Humana will serve as DomaniRx’s first customer. The Louisville, Ky.-based insurer, which did not respond to an interview request, currently operates its own PBM.

“DomaniRx will focus on disrupting the industry through open source technology to interface with other systems quickly,” Danny Delmastro, general manager of DomaniRx, said in a statement. “The insights we draw from hundreds of millions of claims transactions, powered by DomaniRx’s advanced processing platform, will provide participating members flexible tools, advanced analytics and customizable programs. All while increasing transparency, accessibility and service quality for members and pharmacies.”

Humana and Anthem hold a non-exclusive license to RxNova. If development of DomaniRx is not completed by deadline, both have the opportunity to exit the joint venture.

Anthem referred questions about the new venture to SS&C, which did not respond by deadline. This isn’t the first time the Indianapolis-based insurer has shown interest in investing in its own PBM—in 2019, Anthem launched after in-house PBM IngenioRx, after suing Cigna’s Express Scripts for $15 billion over allegations the company withheld savings and overcharged the insurer.

The new venture comes as more payers begin to question the work of the “Big Three” PBMs—CVS, Express Scripts and UnitedHealth Group’s OptumRx—which control at least 80% of the market, according to a 2020 report by the University of Southern California. These PBMs typically operate through opaque “spread pricing” models, which means they charge payers more than they reimburse the pharmacy for a specific drug and retain the difference.

In June, Centene Corp agreed to pay a combined $143 million to Ohio and Mississippi to settle allegations that the St. Louis-based insurer overcharged states’ Medicaid departments for medications. The company has also reserved another $1.1 billion for future settlements related to its PBM services, which it has discontinued.

CVS also faces a suit from seven insurers that accuse the company of scheming with PBMs to overcharge health plans for generic drugs. The suit represents one of at least six related complaints against CVS. UnitedHealthcare has also been hit with at least one suit over its PBM operations. Georgia, Arkansas, Kansas and New Mexico are also investigating their PBMs, according to the Wall Street Journal.
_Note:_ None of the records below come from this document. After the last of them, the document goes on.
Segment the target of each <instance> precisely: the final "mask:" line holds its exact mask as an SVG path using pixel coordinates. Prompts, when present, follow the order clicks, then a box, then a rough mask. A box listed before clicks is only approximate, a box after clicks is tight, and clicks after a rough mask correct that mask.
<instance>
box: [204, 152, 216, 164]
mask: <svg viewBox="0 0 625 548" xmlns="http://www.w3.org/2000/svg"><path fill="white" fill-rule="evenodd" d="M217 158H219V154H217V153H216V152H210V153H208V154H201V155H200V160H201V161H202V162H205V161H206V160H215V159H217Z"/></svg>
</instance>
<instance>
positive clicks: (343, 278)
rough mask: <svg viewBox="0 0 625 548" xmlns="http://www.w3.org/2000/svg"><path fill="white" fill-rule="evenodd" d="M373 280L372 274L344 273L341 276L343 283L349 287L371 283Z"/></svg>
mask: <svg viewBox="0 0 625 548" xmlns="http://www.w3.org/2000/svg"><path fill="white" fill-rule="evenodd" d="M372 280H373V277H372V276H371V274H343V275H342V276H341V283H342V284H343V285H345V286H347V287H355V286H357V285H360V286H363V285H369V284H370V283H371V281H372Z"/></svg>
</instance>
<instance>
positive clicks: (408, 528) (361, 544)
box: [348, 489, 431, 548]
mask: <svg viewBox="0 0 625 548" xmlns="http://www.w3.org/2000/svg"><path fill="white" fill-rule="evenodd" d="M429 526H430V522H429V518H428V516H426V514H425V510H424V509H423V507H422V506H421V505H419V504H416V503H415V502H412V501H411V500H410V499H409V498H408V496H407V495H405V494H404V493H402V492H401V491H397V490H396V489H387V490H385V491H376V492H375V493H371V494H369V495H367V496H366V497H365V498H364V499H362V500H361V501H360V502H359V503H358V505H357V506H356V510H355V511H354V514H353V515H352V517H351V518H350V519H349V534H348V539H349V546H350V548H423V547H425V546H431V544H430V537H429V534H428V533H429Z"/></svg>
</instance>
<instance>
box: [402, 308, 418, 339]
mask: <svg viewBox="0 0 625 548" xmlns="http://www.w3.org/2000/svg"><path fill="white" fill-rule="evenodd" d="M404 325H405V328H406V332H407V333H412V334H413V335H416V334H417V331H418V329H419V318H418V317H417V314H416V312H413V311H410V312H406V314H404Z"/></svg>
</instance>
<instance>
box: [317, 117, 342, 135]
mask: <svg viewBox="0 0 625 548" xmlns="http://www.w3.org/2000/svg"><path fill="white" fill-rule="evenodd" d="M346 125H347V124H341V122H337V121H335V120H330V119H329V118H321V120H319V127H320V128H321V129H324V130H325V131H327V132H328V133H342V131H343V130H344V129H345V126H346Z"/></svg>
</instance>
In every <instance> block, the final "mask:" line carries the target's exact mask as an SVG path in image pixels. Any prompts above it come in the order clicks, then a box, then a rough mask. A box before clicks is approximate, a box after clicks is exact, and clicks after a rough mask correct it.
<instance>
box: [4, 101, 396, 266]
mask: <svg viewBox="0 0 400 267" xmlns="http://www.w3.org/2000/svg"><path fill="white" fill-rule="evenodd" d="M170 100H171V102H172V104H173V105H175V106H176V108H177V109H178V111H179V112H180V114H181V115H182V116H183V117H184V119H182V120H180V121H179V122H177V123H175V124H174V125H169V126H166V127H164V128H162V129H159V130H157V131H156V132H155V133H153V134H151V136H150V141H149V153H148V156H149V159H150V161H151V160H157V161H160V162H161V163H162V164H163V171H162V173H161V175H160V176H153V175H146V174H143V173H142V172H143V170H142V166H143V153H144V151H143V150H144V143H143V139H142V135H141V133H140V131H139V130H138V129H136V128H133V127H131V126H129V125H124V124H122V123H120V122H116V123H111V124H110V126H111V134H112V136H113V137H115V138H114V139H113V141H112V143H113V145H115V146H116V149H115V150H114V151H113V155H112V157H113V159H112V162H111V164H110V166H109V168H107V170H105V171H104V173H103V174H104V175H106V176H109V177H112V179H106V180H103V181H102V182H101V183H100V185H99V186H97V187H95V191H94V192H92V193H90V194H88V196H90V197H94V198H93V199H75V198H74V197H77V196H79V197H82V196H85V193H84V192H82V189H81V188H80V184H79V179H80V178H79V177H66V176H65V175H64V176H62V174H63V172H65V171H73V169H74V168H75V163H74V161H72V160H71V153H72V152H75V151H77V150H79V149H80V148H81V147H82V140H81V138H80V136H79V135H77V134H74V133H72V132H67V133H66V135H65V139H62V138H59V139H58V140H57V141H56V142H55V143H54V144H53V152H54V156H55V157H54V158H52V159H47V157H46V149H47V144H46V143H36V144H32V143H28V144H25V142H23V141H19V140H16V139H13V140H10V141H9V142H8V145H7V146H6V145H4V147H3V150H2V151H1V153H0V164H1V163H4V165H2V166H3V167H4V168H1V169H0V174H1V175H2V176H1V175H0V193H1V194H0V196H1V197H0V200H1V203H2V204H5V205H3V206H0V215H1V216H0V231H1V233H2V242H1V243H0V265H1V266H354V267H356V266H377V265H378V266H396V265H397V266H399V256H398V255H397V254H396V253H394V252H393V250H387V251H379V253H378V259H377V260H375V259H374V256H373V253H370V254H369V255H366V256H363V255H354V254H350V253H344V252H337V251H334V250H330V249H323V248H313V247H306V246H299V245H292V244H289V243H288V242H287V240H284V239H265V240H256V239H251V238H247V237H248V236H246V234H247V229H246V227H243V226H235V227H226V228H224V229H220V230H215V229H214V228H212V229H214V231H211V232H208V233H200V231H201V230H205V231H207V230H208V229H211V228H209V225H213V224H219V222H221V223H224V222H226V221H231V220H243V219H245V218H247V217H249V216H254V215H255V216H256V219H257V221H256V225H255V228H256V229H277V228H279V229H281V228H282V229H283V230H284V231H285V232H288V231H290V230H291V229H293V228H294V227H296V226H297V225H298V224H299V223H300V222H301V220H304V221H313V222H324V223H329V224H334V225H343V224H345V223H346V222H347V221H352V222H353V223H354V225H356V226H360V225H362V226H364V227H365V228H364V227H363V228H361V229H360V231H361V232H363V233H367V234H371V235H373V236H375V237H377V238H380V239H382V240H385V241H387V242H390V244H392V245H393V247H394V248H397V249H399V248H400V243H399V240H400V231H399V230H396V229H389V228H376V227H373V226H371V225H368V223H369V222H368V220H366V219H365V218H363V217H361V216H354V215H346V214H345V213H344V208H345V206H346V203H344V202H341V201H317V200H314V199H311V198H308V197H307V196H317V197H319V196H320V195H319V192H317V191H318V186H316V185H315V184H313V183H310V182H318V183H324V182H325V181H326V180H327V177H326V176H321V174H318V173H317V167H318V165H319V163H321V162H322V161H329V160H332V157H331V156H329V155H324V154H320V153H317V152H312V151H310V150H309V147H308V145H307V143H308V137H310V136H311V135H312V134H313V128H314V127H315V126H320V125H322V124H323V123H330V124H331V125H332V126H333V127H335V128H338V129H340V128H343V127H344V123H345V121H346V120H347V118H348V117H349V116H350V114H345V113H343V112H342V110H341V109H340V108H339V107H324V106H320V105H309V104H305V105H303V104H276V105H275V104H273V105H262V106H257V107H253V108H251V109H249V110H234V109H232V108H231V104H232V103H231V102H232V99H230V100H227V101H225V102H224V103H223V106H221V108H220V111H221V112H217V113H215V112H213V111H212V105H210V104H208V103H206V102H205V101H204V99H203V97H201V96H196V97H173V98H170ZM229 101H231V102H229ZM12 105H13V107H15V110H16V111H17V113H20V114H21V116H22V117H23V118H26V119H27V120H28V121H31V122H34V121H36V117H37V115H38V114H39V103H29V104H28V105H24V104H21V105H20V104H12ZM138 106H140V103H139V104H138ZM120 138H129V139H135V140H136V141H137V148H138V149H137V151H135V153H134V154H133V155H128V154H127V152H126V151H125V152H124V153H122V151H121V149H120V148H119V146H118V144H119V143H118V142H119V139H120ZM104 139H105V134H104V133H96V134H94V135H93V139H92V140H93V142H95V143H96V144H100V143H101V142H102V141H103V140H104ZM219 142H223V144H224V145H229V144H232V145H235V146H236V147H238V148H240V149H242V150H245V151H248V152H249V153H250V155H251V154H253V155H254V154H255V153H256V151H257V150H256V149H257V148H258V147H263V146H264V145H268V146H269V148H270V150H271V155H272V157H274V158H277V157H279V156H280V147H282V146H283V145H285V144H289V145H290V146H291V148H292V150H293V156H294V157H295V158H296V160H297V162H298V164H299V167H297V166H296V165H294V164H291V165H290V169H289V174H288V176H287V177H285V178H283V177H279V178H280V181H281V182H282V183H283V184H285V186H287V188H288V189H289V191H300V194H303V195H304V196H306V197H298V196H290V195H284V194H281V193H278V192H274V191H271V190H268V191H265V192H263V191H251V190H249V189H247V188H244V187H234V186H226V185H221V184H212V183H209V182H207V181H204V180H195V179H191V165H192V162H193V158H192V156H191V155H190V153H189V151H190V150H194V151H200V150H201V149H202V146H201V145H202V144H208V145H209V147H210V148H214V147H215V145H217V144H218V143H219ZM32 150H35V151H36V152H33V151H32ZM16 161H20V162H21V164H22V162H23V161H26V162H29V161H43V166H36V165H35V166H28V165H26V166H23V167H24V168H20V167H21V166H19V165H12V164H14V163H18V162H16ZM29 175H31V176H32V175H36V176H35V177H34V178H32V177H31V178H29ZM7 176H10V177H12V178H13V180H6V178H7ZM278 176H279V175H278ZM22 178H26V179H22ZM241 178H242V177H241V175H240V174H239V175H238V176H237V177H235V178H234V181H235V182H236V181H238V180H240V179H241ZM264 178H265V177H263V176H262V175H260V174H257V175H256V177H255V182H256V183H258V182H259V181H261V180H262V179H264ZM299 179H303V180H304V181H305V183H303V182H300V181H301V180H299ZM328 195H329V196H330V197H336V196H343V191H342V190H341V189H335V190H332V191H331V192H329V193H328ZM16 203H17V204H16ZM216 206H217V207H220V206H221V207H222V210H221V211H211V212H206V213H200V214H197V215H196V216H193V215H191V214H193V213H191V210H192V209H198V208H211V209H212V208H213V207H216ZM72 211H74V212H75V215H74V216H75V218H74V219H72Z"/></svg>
Some say the wave of scrutiny has propelled interest in startups like DomaniRx, which promise to operate more transparently than their legacy counterparts by offering pass-through payment models, which means they derive revenue from a set administrative fee and return all rebates and discounts received from drugmakers back to their clients.

In April, Costco announced it was expanding its partnership with Madison, Wisc.-based Navitus Health Solutions, a PBM owned by SSM Health that handles drug benefits for the retailer’s 300,000 employees and their families.

The same month, Ohio announced it was partnering with Tysons, Va.-based Gainwell Technologies to operate its own PBM, which it expects to save the state $240 million in drug costs each year, compared with its former private operators.

And so far this year, Capital Rx has raised a combined $82 million through two venture rounds. The New York City-based PBM has raised $97 million in total venture funding, according to Crunchbase.